Optimizing your ecommerce products starts with proper product categorization. You would think that it’s just a matter of determining which categories each product belongs to, but it’s not quite that simple. You have to take it one step further and make sure you have the ability to assign each product a single master category.
When a product is attached to more than one product category, many ecommerce systems create a unique URL for each category for which that product is assigned. That means that one product can have multiple URLs, each of which can be found by the search engines.
This can create into a major duplicate content problem.

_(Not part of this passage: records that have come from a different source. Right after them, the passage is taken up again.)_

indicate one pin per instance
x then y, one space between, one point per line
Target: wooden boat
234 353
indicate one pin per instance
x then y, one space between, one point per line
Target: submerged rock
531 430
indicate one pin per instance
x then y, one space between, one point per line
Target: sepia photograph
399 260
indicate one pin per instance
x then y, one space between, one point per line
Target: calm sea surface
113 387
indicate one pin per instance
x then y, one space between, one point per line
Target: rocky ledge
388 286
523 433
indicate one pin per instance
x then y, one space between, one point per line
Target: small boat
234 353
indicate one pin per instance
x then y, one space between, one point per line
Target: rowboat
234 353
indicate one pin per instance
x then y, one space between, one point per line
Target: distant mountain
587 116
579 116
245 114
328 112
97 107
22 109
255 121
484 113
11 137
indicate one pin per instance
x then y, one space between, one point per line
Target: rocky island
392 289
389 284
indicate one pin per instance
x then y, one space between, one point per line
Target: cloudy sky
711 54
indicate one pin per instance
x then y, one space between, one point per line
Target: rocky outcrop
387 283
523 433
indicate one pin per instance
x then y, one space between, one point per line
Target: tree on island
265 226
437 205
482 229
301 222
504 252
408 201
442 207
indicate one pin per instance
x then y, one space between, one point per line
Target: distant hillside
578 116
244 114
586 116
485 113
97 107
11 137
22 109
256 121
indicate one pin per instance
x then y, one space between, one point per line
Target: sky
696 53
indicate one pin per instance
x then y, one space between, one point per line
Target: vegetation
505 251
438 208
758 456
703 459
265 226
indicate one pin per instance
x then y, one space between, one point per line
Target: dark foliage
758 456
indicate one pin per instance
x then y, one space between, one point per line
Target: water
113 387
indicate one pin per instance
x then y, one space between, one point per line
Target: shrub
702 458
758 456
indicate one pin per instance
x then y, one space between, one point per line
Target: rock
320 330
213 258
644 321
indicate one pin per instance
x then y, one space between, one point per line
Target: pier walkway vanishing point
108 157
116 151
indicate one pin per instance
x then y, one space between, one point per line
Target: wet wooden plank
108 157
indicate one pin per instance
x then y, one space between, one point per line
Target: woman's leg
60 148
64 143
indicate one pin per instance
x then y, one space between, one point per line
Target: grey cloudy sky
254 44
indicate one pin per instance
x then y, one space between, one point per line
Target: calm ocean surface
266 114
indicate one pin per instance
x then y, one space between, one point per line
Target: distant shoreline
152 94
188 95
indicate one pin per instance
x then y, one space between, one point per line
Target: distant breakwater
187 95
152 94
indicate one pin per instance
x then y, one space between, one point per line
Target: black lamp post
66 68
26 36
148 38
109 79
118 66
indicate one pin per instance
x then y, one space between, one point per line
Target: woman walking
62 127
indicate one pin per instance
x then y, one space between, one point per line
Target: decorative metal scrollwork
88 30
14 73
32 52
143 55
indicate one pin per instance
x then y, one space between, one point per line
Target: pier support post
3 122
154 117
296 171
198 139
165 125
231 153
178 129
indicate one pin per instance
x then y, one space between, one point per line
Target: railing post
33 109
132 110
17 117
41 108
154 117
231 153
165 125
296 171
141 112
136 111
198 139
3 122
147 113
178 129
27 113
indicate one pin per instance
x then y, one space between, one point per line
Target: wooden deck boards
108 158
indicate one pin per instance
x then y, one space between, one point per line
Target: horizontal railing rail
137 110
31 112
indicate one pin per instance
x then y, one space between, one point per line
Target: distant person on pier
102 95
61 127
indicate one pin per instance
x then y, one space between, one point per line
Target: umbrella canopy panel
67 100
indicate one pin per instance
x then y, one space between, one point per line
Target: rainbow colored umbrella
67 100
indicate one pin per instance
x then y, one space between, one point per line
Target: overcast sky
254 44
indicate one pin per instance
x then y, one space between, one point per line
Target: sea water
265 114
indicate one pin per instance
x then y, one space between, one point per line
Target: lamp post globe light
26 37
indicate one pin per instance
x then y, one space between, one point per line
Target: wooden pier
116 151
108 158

How Multiple URLs are Created
Let’s assume a site visitor is looking for a book on how to build a deck. They are going to need lumber, concrete, a circular saw, and a book on how to do the job. We’ll focus only on the book, which can be found by following any one of these four possible paths:
- Home > Lumber > Books> How to Build a Deck
- Home > Building Materials > Books > How to Build a Deck
- Home > Tools > Books > How to Build a Deck
- Home > Books > Decks > How to Build a Deck
This is simplified, of course, but in order to place the book in those four categories, what you will often wind up with are four different URLs:
- http://www.site.com/lumber/books/how-to-build-a-deck.html
- http://www.site.com/building-materials/books/how-to-build-a-deck.html
- http://www.site.com/tools/books/how-to-build-a-deck.html
- http://www.site.com/books/decks/how-to-build-a-deck.html
That’s four “pages” competing for placement for the same keyword search!
How to Fix It
The solution is to assign a single master category for each product, while allowing as many other categories as desired. It is this master category that determines the one and only URL for the product.
- http://www.site.com/books/decks/how-to-build-a-deck.html
It doesn’t matter how the shopper ultimately finds the product because the URL (and supporting breadcrumb trail) will default to this master category.
Unfortunately, many ecommerce systems don’t come with this function built in, which means you may have to do it yourself. Until then, there are a couple of band-aid solutions that you can implement.
Alternative Solutions to Product Category Optimziation
- Alternative 1: Remove all category classifications from the product URLs, in which case your product URLs would look something like this: http://www.site.com/products/how-to-build-a-deck-book.html rather than this: http://www.site.com/books/decks/how-to-build-a-deck.html
Notice that the category name is no longer part of the URL? And a new category has been created for all products. The drawback to this option is that, by removing product classification from the URL, you lose a small but vital search engine relevance signal.
- Alternative 2: Implement a canonical tag that points to the master URL for each product. In this case the master URL would be the one URL that uses the category you would want as the master category.
Using the canonical tag to correct duplicate URLs relies on the search engines to properly follow the instructions provided, which they may or may not do.